How Google's Project Tango Can Support Advertisers

Mobile phones that can sense 3D motion and geometry in a touchscreen app. That's one of Google's next big projects. It all sounds pretty cool, but will the project tie into advertising? It's really not clear, but Google is giving developers an opportunity to build out apps based on the technology. The company is looking for developers interested in building more than a mobile touchscreen app.

The project's goal to give mobile devices a "human scale understanding of space and motion" could support retail several ways. One points to an indoor mapping system of physical stores. Another would offer online consumers the ability to map the inside of a room in a home before taking individual items from the store to build a model.

Consumers could use something similar when shopping for clothes by uploading a 3D image of themselves and matching garments to see what might looks best before making the purchases. Google also mentions apps for the visually impaired and gaming.

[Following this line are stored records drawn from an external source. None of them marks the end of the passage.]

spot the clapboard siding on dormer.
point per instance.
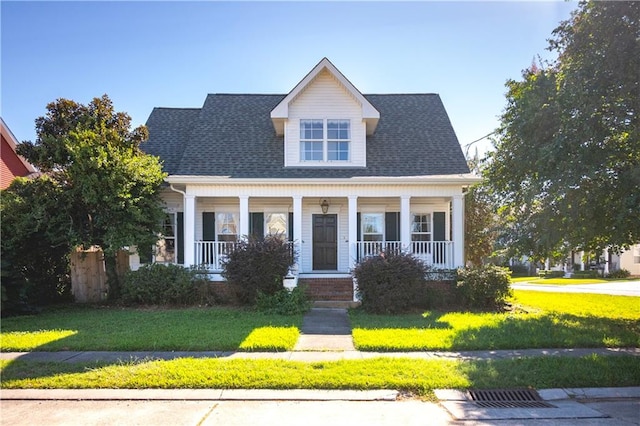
(325, 98)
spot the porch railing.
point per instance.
(438, 254)
(209, 255)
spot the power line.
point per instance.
(467, 146)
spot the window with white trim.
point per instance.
(372, 226)
(421, 227)
(227, 226)
(276, 224)
(166, 246)
(325, 140)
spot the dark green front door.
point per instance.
(325, 242)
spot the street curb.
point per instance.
(197, 395)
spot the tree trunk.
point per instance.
(113, 280)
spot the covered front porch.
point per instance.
(438, 254)
(330, 229)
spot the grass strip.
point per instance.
(417, 376)
(128, 329)
(561, 320)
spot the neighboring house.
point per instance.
(341, 174)
(630, 260)
(11, 165)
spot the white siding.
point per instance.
(325, 98)
(627, 260)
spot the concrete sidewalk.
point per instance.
(326, 336)
(617, 288)
(308, 356)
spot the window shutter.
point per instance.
(256, 225)
(392, 226)
(180, 237)
(145, 253)
(439, 226)
(208, 226)
(290, 226)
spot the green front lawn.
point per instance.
(544, 320)
(418, 376)
(116, 329)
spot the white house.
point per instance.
(343, 175)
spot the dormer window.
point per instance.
(325, 140)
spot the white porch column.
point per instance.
(353, 239)
(297, 228)
(353, 230)
(458, 230)
(405, 222)
(189, 229)
(244, 216)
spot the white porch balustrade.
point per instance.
(438, 254)
(210, 254)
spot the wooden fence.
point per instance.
(88, 274)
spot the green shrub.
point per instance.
(585, 274)
(519, 270)
(159, 284)
(484, 287)
(547, 273)
(620, 273)
(258, 266)
(284, 302)
(391, 283)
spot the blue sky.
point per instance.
(148, 54)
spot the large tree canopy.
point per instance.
(566, 165)
(108, 187)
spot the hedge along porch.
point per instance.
(341, 174)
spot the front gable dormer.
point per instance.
(325, 121)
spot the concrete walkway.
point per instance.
(325, 329)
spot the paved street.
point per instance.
(283, 408)
(618, 288)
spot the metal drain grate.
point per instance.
(507, 398)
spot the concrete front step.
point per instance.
(335, 304)
(335, 289)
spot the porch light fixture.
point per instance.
(324, 205)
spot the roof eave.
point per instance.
(280, 113)
(459, 179)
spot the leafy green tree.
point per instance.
(35, 246)
(566, 167)
(108, 185)
(480, 220)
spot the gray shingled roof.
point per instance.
(232, 135)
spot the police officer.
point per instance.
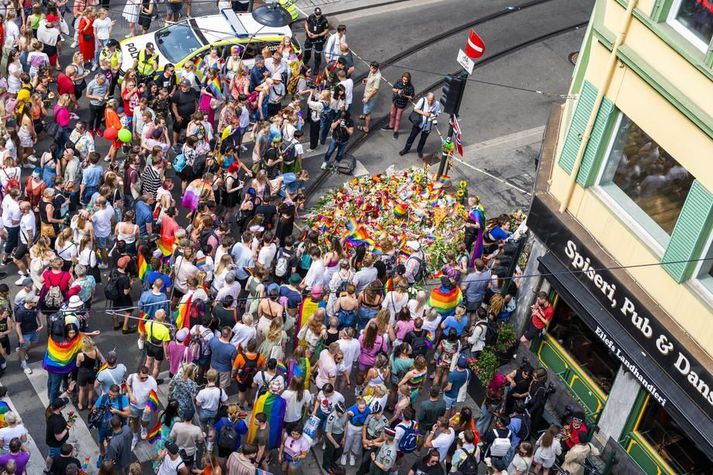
(147, 63)
(112, 55)
(316, 29)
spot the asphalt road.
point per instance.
(488, 112)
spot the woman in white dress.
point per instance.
(131, 14)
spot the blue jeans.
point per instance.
(340, 147)
(54, 381)
(324, 124)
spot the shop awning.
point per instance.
(688, 415)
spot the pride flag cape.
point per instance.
(273, 406)
(215, 89)
(154, 434)
(4, 409)
(153, 402)
(144, 267)
(60, 357)
(299, 370)
(183, 316)
(308, 307)
(444, 301)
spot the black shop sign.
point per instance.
(637, 320)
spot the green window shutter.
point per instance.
(587, 170)
(690, 233)
(577, 126)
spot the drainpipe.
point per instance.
(610, 69)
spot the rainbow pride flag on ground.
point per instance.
(60, 357)
(444, 301)
(273, 406)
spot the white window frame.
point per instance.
(682, 29)
(648, 230)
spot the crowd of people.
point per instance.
(275, 337)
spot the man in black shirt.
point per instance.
(166, 78)
(342, 129)
(60, 464)
(27, 327)
(183, 105)
(223, 311)
(316, 30)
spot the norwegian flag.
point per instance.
(457, 136)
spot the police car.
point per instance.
(192, 38)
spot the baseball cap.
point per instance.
(171, 447)
(59, 403)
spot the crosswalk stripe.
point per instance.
(36, 464)
(79, 436)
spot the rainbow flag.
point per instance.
(154, 434)
(444, 301)
(60, 358)
(142, 323)
(183, 317)
(165, 245)
(302, 370)
(215, 89)
(430, 341)
(4, 409)
(153, 402)
(273, 406)
(144, 267)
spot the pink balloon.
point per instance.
(110, 133)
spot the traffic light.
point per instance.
(453, 93)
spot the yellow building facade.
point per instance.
(623, 224)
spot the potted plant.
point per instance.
(487, 364)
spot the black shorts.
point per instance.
(531, 332)
(153, 351)
(86, 376)
(20, 251)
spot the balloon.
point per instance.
(125, 135)
(110, 133)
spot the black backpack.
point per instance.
(205, 235)
(469, 465)
(418, 343)
(111, 291)
(524, 432)
(422, 271)
(228, 436)
(491, 333)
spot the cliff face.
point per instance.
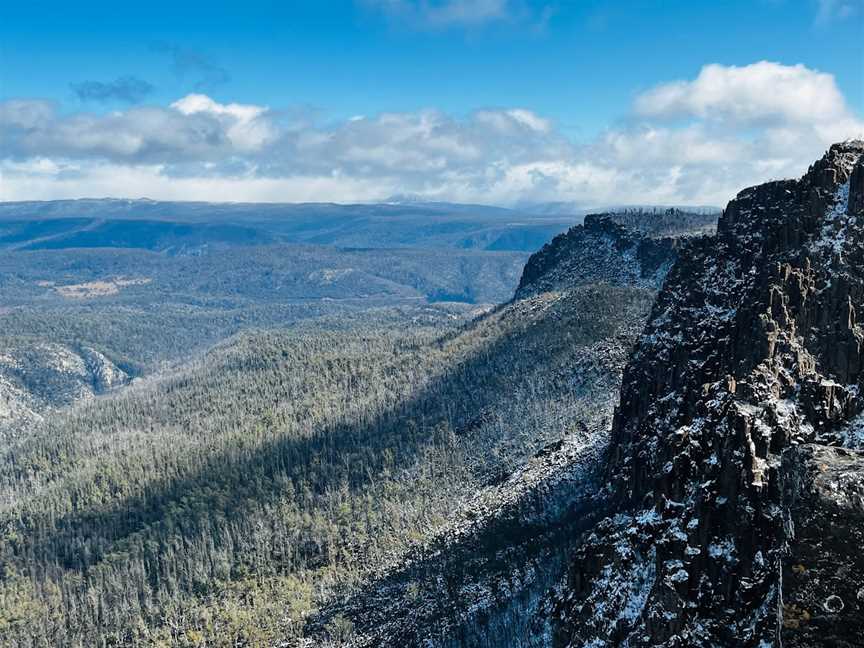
(721, 527)
(38, 377)
(600, 250)
(488, 577)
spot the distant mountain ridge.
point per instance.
(195, 226)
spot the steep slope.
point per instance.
(38, 376)
(286, 471)
(484, 579)
(735, 514)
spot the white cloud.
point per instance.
(691, 141)
(759, 93)
(442, 14)
(246, 125)
(833, 10)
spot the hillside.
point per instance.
(189, 227)
(736, 468)
(283, 470)
(485, 578)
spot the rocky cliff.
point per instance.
(600, 250)
(488, 578)
(736, 512)
(37, 377)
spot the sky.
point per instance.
(502, 102)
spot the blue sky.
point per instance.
(585, 70)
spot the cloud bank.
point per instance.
(692, 141)
(128, 89)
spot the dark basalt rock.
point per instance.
(823, 566)
(754, 345)
(600, 250)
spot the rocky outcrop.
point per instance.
(600, 250)
(823, 566)
(754, 347)
(487, 578)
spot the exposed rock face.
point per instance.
(37, 376)
(488, 578)
(754, 346)
(823, 570)
(600, 250)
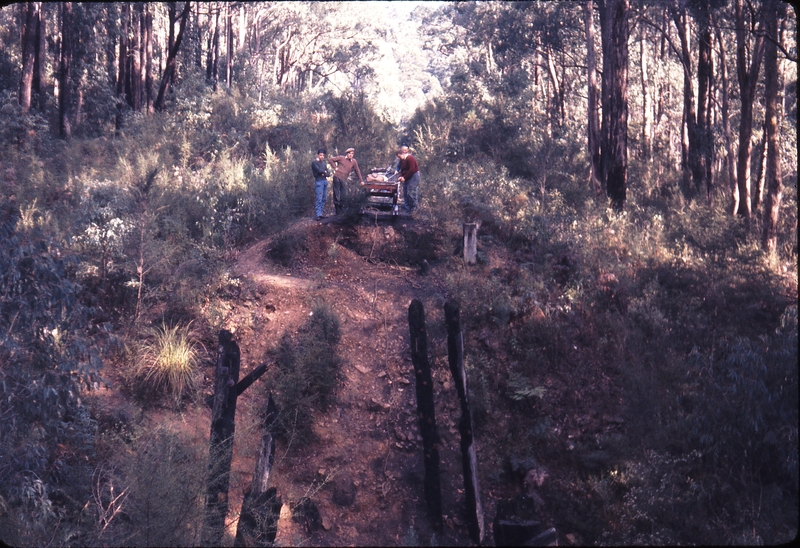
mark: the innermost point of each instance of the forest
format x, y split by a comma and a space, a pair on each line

The prototype phone contains 4MP camera, 2-times computer vision processor, integrated depth-sensing technology and motion-tracking camera. It allows the phone to track motion in full 3D in real-time as the consumer holds it. The sensors make more than 250,000 measurements every second to create one 3D model of the environment.

Johnny Lee explains how Google's ATAP Project Tango Team works with universities, research laps and industrial partners to harvest the past 10 years of research on robotics and computer vision for use in a mobile phone.

Aside from George Washington University, Google partnered with 16 companies to work on the project. Companies like 3D Robotics, Bosh, Open Source Robotics Foundation, Movidius, OLogic, Paracosm, hiDOF, and MMSolutions, among others will participate. During the next few months Google and partners will release kit to developers to build applications and algorithms for the platform.

Lee works in Google's special project team, Google X. He joined the company in 2011, where he worked as a researcher in Microsoft's Applied Sciences Group. His roots at Microsoft go back to 2005 where he explored the "feasibility of low-cost brain computer interfaces as input for able bodied individuals," per his LinkedIn profile.